Udostępnij za pośrednictwem



May 2016

Volume 31 Number 5

[Data Points]

Dapper, Entity Framework and Hybrid Apps

By Julie Lerman

Julie LermanYou’ve probably noticed that I write a lot about Entity Framework, the Microsoft Object Relational Mapper (ORM) that’s been the prime .NET data access API since 2008. There are other .NET ORMs out there but a particular category, micro-ORMs, gets a lot of notice for great performance. The micro-ORM I’ve heard mentioned most is Dapper. What finally piqued my interest enough to take some time out to crack it open recently was various developers reporting that they’ve created hybrid solutions with EF and Dapper, letting each ORM do what it’s best at within a single application.

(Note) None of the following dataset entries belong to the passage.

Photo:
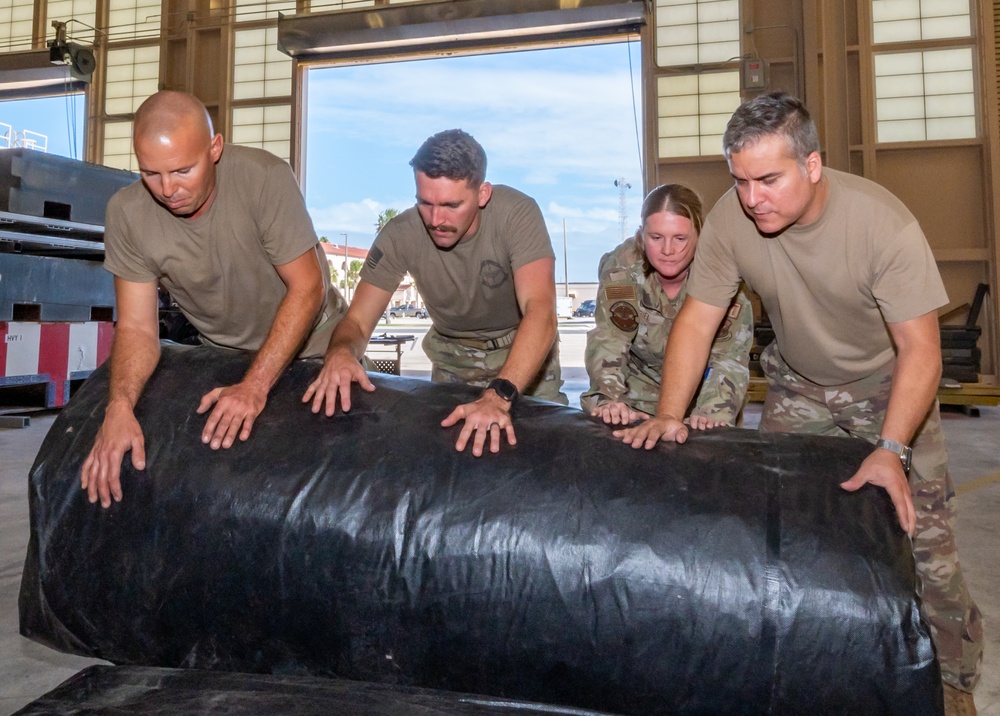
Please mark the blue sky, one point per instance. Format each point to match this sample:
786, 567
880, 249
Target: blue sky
556, 124
60, 118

After reading numerous articles and blog posts, chatting with developers and playing a bit with Dapper, I wanted to share my discoveries with you, especially with those who, like me, perhaps heard of Dapper, but don’t really know what it is or how it works—or why people love it. Keep in mind that I am in no way an expert. Rather, I know enough to satisfy my curiosity for the time being, and hopefully spark your interest so you’ll dig even further.

Why Dapper?

Dapper has an interesting history, having spawned from a resource you might be extremely familiar with: Marc Gravell and Sam Saffron built Dapper while working at Stack Overflow, solving performance issues with the platform. Stack Overflow is a seriously high-traffic site that’s destined to have performance concerns. According to the Stack Exchange About page, Stack Overflow had 5.7 billion page views in 2015. In 2011, Saffron wrote a blog post about the work he and Gravell had done, titled, “How I Learned to Stop Worrying and Write My Own ORM” (aka.ms/Vqpql6), which explains the performance issues Stack was having at the time, stemming from its use of LINQ to SQL. He then details why writing a custom ORM, Dapper, was the answer for optimizing data access on Stack Overflow. Five years later, Dapper is now widely used and open source. Gravell and Stack and team member Nick Craver continue to actively manage the project at github.com/StackExchange/dapper-dot-net.

Dapper in a Nutshell

Dapper focuses on letting you exercise your SQL skills to construct queries and commands as you think they should be. It’s closer to “the metal” than a standard ORM, relieving the effort of interpreting queries such as LINQ to EF into SQL. Dapper does have some cool transformational features such as the ability to explode a list passed to a WHERE IN clause. But for the most part, the SQL you send to Dapper is ready to go and the queries get to the database much more quickly. If you’re good at SQL, you can be sure you’re writing the most performant commands possible. You need to create some type of IDbConnection, such as a SqlConnection with a known connection string, in order to execute the queries. Then, with its API, Dapper can execute the queries for you and—provided the schema of the query results can be matched up with the properties of the targeted type—automatically instantiate and populate objects with the query results. There is another notable performance benefit here: Dapper effectively caches the mapping it learned, resulting in very fast deserialization of subsequent queries. The class I’ll populate, DapperDesigner (shown in Figure 1), is defined to manage designers who make very dapper clothing.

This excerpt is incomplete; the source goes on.